I had a tough time getting good grades in school. It wasn’t until college that I started to do a lot better and got A’s and B’s. Although there were many factors for this, I know that there was one factor that really stood out to me that threw me off. I knew it then and I know it now, but I didn’t have a clue on how to deal with it until my actual working years.
The factor was speed. Every time I started to do bad in school and get closer and closer to C’s, D’s and even F’s in some cases in my classes, I always had an accompanying anxiety of feeling “left behind”. I just wasn’t learning as fast as everyone, else so I assumed there must be something wrong with me and that I just didn’t have a lot of intelligence.
This couldn’t be further from the truth. I have learned a lot later in life just how capable I am of learning even complex topics, and I know that most of us have this ability as well. The caveat is that I need to learn at a pace that doesn’t leave me feeling “left behind”. We do not all learn at the same speed and it is not realistic to put people in a class and expect them all to learn in the same way and especially at the same speed.
Some people need to spend more time on certain topics, and each individual has a different topic that will require them to “take a few laps” with before they grasp the concepts and can apply the material. This could mean an extra 20 minutes, an extra 2 hours, an extra 2 days, 2 months, in very rare cases this may mean 10-20 years, like learning advanced skills on guitar or learning to lead a company or becoming comfortable performing putting under pressure.
The point is, we must slow down when we hit concepts and topics that we are having trouble with. We cannot add the anxiety of feeling “left behind” everybody else. We must run circles around the obstacle of learning until our brain starts developing the new wiring. It is a matter of neuroplasticity.
There are strategies to use while in a “circle”, such as spending lotted times and then switching to a different topic, and then returning to the topic you are struggling with, and this is helpful and we should do this, but we cannot rush on to advanced concepts until we have masted the fundamental concepts that are in alignment with our growth.
It may make sense to jump ahead at times and pick a topic that is out of alignment with the growth of our fundamentals, but we must make sure it is not too far.
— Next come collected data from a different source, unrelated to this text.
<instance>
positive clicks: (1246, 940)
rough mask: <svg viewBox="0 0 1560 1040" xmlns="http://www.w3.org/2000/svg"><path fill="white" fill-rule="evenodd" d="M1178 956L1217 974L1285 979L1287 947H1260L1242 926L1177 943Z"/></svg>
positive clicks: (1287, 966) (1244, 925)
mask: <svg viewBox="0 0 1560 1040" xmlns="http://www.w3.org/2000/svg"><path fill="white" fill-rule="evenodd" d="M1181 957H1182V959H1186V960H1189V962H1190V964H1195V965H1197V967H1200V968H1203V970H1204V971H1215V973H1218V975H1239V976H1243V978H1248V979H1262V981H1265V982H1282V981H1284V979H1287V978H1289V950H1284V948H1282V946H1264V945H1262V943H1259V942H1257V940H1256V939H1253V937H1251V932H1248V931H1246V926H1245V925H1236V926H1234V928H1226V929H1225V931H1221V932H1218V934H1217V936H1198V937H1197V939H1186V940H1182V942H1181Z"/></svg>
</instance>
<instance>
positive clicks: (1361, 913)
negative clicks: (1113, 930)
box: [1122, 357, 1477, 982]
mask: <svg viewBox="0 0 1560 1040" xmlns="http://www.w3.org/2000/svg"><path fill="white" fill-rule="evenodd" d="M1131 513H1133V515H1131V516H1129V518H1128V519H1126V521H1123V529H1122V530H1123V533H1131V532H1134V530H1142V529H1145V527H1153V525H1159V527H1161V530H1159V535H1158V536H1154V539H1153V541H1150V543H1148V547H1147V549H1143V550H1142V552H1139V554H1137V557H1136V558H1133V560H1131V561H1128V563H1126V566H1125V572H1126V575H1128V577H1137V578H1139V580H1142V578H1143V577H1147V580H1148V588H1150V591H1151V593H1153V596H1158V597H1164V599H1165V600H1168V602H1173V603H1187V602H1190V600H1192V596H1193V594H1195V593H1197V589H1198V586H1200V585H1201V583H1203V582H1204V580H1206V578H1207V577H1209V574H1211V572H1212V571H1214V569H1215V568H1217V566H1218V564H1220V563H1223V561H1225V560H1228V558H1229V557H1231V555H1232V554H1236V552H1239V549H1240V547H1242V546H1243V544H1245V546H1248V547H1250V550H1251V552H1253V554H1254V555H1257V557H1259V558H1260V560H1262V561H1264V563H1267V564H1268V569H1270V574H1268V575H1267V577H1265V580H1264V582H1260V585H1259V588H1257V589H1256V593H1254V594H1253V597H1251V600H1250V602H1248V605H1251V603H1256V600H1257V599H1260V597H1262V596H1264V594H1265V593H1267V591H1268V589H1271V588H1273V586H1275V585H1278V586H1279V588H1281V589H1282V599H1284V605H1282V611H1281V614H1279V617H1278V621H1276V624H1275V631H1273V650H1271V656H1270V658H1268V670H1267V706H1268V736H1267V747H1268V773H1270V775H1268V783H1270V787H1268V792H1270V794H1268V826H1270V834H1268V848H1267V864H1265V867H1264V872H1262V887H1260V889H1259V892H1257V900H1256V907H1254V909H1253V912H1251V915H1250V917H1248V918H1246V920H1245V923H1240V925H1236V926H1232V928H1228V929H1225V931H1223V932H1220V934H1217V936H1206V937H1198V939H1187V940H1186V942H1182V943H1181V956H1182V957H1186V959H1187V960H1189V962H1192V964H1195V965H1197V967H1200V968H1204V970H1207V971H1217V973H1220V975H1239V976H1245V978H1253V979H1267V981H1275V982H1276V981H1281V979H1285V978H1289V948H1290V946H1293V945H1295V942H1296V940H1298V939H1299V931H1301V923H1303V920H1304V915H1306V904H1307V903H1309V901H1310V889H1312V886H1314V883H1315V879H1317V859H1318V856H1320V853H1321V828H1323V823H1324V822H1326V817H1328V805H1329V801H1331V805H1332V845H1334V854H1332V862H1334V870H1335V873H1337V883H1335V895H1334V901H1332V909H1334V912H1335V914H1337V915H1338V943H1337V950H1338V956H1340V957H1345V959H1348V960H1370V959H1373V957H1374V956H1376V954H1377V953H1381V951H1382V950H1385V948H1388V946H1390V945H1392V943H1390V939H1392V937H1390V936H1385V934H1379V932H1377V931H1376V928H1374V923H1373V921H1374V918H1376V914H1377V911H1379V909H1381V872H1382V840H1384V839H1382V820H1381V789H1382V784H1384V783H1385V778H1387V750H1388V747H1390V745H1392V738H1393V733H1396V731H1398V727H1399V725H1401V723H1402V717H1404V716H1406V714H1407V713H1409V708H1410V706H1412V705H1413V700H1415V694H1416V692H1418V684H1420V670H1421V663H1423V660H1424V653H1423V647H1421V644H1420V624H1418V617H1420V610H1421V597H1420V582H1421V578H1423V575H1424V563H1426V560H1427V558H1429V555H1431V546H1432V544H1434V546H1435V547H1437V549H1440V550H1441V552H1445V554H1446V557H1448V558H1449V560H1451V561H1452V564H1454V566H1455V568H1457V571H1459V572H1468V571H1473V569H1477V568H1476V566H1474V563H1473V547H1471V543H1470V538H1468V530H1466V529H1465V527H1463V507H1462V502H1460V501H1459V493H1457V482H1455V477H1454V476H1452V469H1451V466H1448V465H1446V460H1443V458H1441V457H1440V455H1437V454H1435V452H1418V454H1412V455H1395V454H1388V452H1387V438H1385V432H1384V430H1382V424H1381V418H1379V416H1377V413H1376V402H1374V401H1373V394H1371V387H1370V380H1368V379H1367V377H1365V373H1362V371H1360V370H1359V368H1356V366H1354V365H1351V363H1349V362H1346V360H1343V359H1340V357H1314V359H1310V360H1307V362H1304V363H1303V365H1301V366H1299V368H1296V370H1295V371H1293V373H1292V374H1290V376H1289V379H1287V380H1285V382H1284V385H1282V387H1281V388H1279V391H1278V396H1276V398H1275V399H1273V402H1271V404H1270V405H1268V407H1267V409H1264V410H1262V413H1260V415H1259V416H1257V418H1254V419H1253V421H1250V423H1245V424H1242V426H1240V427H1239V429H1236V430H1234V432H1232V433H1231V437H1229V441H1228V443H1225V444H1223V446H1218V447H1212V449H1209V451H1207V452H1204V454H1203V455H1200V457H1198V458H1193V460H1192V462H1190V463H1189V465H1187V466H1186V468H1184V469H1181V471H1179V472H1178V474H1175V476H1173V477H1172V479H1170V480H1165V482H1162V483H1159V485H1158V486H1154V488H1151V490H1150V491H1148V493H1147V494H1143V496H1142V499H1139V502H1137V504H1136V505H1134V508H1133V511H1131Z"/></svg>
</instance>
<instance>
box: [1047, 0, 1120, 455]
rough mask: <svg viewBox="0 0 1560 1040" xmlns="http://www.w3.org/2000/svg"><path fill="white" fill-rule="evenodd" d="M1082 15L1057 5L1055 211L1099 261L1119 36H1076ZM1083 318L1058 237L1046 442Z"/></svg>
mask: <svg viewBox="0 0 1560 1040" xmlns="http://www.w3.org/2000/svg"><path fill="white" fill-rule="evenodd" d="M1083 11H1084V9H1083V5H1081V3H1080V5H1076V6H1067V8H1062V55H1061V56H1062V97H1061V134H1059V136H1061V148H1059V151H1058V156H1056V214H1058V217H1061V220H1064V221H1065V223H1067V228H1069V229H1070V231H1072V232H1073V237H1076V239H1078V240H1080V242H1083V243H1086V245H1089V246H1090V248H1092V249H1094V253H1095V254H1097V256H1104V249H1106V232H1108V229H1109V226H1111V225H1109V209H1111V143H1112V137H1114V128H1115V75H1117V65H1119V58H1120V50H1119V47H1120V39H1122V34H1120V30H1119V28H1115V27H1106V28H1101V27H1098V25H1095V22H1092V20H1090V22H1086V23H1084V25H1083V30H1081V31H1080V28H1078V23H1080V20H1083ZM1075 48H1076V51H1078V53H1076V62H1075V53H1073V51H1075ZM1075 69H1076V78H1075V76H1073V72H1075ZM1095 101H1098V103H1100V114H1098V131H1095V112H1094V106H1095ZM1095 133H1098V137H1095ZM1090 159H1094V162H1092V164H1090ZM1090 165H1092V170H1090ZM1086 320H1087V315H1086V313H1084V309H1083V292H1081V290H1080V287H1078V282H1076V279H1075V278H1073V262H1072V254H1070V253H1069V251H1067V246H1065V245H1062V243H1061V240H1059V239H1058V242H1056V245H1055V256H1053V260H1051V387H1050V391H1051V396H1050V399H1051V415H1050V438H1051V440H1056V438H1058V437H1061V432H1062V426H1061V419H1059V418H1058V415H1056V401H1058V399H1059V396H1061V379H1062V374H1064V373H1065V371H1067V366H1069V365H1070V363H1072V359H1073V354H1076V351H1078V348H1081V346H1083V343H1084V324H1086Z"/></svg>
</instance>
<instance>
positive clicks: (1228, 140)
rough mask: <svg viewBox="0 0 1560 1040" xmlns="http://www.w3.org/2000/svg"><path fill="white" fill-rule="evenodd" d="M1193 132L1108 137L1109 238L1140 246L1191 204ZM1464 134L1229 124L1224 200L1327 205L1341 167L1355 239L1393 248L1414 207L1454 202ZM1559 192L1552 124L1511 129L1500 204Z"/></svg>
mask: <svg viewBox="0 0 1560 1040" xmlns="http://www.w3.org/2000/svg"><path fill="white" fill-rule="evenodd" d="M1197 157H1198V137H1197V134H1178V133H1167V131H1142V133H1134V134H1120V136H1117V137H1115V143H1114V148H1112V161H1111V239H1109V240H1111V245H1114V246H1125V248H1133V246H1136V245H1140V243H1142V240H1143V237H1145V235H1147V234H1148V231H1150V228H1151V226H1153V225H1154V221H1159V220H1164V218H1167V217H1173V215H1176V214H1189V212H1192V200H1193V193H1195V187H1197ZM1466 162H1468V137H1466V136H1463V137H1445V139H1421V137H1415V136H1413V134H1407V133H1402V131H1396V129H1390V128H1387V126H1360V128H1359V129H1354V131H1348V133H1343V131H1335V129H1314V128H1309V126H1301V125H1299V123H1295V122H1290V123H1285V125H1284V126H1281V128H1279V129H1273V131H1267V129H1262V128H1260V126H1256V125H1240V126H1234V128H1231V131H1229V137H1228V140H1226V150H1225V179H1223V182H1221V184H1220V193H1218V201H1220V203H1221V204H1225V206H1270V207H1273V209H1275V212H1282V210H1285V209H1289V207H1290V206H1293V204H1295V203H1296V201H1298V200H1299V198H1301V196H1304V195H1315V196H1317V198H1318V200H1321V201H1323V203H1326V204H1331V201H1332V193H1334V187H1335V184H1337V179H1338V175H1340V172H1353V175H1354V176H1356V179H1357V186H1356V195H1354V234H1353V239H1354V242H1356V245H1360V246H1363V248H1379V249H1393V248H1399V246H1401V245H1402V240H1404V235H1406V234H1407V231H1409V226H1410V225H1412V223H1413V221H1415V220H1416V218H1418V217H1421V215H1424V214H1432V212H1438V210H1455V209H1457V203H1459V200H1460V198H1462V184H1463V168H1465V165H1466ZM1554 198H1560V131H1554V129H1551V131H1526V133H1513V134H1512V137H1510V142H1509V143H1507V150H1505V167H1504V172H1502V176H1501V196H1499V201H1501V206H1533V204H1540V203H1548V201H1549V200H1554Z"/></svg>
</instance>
We need to stay in a state of flow with our learning, where our current challenge is only slightly outside our current abilities and comfort zone.
I am going through a book on computer programming right now and right away they are diving into the concept of Big O notation. This is completely new to me even though I do have a decent amount of coding experience. I have dedicated two full weeks to this topic. Some may learn and be able to apply the concept in a day or two. Good for them. I do not have that luxury. It will simply take me longer to learn something like this than others and that is okay. Once I have learned this concept, I will move onto the next and I will continue to enjoy the process of learning.
The joy is in the journey, not the destination. Dedication to the process is everything.